The restaurant will have 120 covers and a semi-private raised dining area which will be able to sit 20 guests.
Executive chef Sanjay Gour, previously of Maze London, the Savoy Grill and Murano, will be in charge of the new team. Head chef Dayashankar Sharma, who has worked with the Tamarind Collection for 11 years, will run the kitchen.
Business developer for the Tamarind Collection Rahul Khanna said: “It is a very exciting time for the Tamarind Collection to be launching the re-imagined Zaika.
“Sanjay is an extremely talented chef and brings so much life to his cooking and the project as a whole. Alongside Tamarind, the original Zaika was the first Indian restaurant to gain a Michelin star, we hope to recapture its popularity and work towards regaining such accolades.”
Gour has put together a menu inspired by Northern India’s Awadhi cuisine, which is influenced by the Middle East and uses European cooking techniques.
Starters on the menu will include palak-patta Chaat (spinach temp-kora, chickpea salad and lentil doughnut) and Samudri Khazana (amristsari prawn, lime leaf crab cake, spice crusted scallop). Signature main dishes on the menu will include mahi mussalan (Awadhi baked sea bass), hiran kheema (braised venison mince, green onions, petit pois, straw potatoes), and murgh kurchan (chicken breast julienne, green pepper, pan-scraped tomatoes).
Gour has trained as a pastry chef and the desserts on offer will reflect this, including Indian ‘Old Monk’ Rum Baba, lauki kheer (bottle-gourd pudding, Madagascan vanilla apples) and matka kulfi (Hazelnut praline parfait).
The drinks list at the restaurant will include Indian beers and a number of signature cocktails. There will also be a bar menu of Indian snacks.
The site on Kensington High Street is a former banking hall and the new restaurant will retain some original architectural features. These include wood-paneled walls, vaulted ceilings and double-height windows.
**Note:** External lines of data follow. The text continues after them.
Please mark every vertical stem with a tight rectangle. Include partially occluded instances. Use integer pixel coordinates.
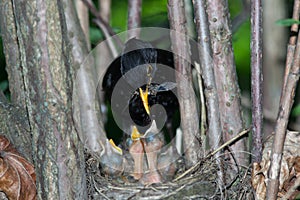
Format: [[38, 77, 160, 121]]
[[75, 0, 90, 50], [167, 0, 202, 168], [266, 0, 300, 199], [206, 0, 247, 167], [127, 0, 142, 39], [192, 0, 225, 195], [250, 0, 263, 163], [282, 0, 300, 94]]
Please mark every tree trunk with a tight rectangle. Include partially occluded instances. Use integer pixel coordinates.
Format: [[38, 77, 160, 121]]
[[1, 0, 88, 198]]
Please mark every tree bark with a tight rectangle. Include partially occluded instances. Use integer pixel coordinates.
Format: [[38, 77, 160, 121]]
[[6, 0, 88, 198], [192, 0, 225, 195], [168, 0, 202, 168], [250, 0, 263, 163], [0, 1, 26, 108], [206, 0, 247, 167], [266, 1, 300, 199]]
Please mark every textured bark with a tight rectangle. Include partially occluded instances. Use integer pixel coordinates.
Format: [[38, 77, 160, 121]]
[[0, 94, 32, 163], [206, 0, 247, 167], [0, 1, 26, 108], [250, 0, 263, 163], [192, 0, 225, 194], [168, 0, 202, 168], [0, 1, 32, 162], [8, 0, 87, 198]]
The restaurant will offer banquet and booth seating upholstered with taupe leather. It will also have spotlights and more than 150 pieces of artwork will be displayed on the walls.
The design will reflect the tropics of India and will feature a great deal of plants and fresh flowers, including a ‘living wall’ of greenery which will screen the private dining area.